The next morning we placed a large red tarp on the snow field behind us, located a primary and secondary landing zone, had some breakfast, and waited for the helicopter.

An honorable mention should go out to Jake, a lone hiker who wandered the North Cascades taking pictures. He wandered into our bivy site to say hello and ask some route questions. We filled him in on our situation and he decided to hang around for some possible photo ops and offer his help if he could. (Thanks Jake!)

By about 7:50 a.m., we hadn’t seen our helicopter yet, so Dave volunteered to once again climb the South Ridge of Formidable to contact the Sheriff. This was a commendable effort. Shortly after Dave’s return to tell us they were enroute, we heard the buzzing of a helicopter from the south. We saw it fly in over Le Conte Mountain. They must have seen the couple camped down at Ying Yang lakes to our south because they decided to land there. It turned out to be the Chelan County Sheriffs Office. They took off again and made another attempt to locate us. We quickly grabbed our compasses and started flashing them with mirrors. It worked! They flew up to us and we quickly pointed out the two landing zones and after a few passes, they left. About 1:00 p.m., a second helicopter flew in from the north. They landed on our primary LZ without hesitation. After some assessment they maneuvered the bird to the secondary LZ, smaller and dangerously close to the snow slope behind us. Once they loaded Doug into the helicopter and took off, we shouldered our packs and headed back towards Cascade Pass.
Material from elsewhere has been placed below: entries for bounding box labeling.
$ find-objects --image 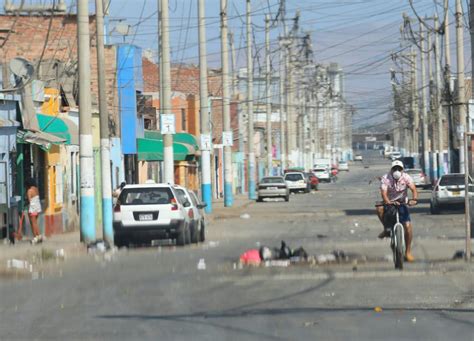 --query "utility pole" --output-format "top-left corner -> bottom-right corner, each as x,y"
221,0 -> 234,207
427,30 -> 438,183
198,0 -> 212,213
434,16 -> 444,178
95,0 -> 114,246
456,0 -> 467,172
77,0 -> 96,244
285,35 -> 296,167
420,24 -> 430,178
411,47 -> 420,155
159,0 -> 175,184
229,32 -> 245,194
246,0 -> 256,200
443,0 -> 454,173
265,14 -> 273,176
228,31 -> 238,97
279,38 -> 288,174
Though Marty, David, and I were comfortable climbing the 4th class rock up to the Red Ledge and descending the Spider/Formidable Couloir, Doug was not. His experience on rock was limited. There was a failure on our part for not communicating with Doug enough to recognize his level of comfort on that terrain. We failed to see the urgency when he suggested a pack-haul on the Red Ledge. This level of climbing continued intermittently and led Doug into having a raised level of anxiety throughout the day There was a failure on Doug’s part for not relaying his true level of discomfort to us adequately. It was a subtle communication breakdown which proved to be very dangerous in the end. It can be difficult to stay within your comfort zone in a changing environment. But it is extremely important to communicate effectively with your climbing partners to maintain safe climbing practices and stay within your comfort zone as an individual and as a team. Better communication on all of our part would have probably resulted in hauling our packs up the 4th class climb to gain the Red Ledge, changing route choices to better accommodate the team and rigging a belay down the Spider/Formidable Couloir. (Source: Edited slightly from a report submitted by Michael Nichols)

(Editor’s Note: This was recorded in Table III as two incidents. There were several other incidents reported in Bergtrage this year, but without enough detail to enter them as narratives. They included a 65-foot fall into a crevasse on Mount Baker,

resulting in a broken femur; a 60-foot leader fall in Leavenworth resulting in a fractured femur; a 60-foot fall on Little Si resulting in fractures; and a 30-foot fall on Sunshine Wall because protection pulled out.)